I waited as he said goodbye to his colleague, admiring the grace with which he leaned into their handshake. I’d first compared him to a demigod of Olympus and here he was, fulfilling that vision once more to the inch—only with more power than ever because it was paired with the man I now knew: the person who adored his parents, addressed waiters across the city by their first names, and had asked how I took my coffee just once in two weeks, because he’d remembered it perfectly thereafter. The guy who did things like slide secretive smiles down at his phone, as if the woman sending him the text on it could see him doing it. In this instance, he was in luck. And ohhhh yes, how I was too.
To: Lucien Paget
From: Juliette Darienne
Hi there, hot stuff.
To: Juliette Darienne
From: Lucien Paget
Bonjour, mon reve.
To: Lucien Paget
From: Juliette Darienne
What are you doing?
To: Juliette Darienne
From: Lucien Paget
Lunch appointment. They were supposed to send transportation. Waiting.
To: Lucien Paget
From: Juliette Darienne
Hmmm. Perhaps I can help.
I stifled a giggle while watching him succumb to a curious frown. Though my stomach was still a mosh pit of butterflies, they were excited ones now. Gigi was right. This surprise tactic could be kind of fun.
To: Juliette Darienne
From: Lucien Paget
I do not understand.
To: Lucien Paget
From: Juliette Darienne
Look up.
/> He did.
I lifted a hand. Waved shyly.
His jaw plummeted toward the road. Before he damn near sprinted across it.

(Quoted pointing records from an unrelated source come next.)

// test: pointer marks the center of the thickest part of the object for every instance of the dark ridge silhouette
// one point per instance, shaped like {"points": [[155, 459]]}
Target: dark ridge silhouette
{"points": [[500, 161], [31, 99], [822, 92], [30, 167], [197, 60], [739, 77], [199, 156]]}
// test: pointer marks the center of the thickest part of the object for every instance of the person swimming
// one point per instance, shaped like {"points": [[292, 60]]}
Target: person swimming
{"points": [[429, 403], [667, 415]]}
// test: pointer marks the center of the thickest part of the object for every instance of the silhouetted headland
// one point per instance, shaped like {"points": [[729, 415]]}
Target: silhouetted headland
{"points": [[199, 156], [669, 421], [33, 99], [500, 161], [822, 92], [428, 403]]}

The butterflies began a full-on dub step routine.
“Errrr…hi again,” I greeted.
He let the edges of his lips tug up. The expression was part gawking boy, part stunned man…one-hundred percent sexy.
“Lucien? Are you okay?”
His gaze sliced up and down my form like a starving man eyeing a steak. “I…I am…” He shook his head. Unfurled a low growl. “Fuck.”
I bit my lower lip. Ohhh yeah, just like a dumb-ass schoolgirl.
“Okaaay. Is that a good fuck or a bad fuck?” Like that helped my effort to be a sexy surprise here.
He stepped up onto the curb, all traces of his elegant strength gone. His moves were stiff jerks, his arms bent as if tethered back. “Chéri, there is no such thing as a bad fuck with you.”
I laughed. It couldn’t be helped—and it felt really, really good. Fortunately, he joined in as we rushed at each other, hugging like it had been years instead of days since we’d last done it. “Well, that’s damn good to hear.” My forced levity went to a good cause. I gained back some needed sass. Now I was able to hitch a hand to my waist and cock him a flirty smile. “Because I’m your lunch date.”
He rocked his head back so hard, the wind loosened his thick waves from their product, fanning them on the air. “Pardon?”
“Your lunch appointment,” I clarified. “With Cycling Escapes International, right?”
As the man impaled me with a nonplussed stare, I scooped one of his hands into mine. With a shockingly smooth step back, I swept my other arm back, motioning toward a pair of shiny vintage-style bicycles that I’d leaned against a low stone wall. Both machines were outfitted with paniers that hung off the back racks. A long baguette peeked out from one, a wine bottle from the other. “Bonjour. Nice to meet you. I’m here to take you on your ‘international cycling escape.’ But first, you’re hereby ordered to put that away.” I gestured to his phone. “Yvette has helped me out.” My mention of his assistant turned his scrutiny into a full-fledged gape. I basked in his delighted shock for a second before finishing with, “Your schedule is clear for the next two hours.”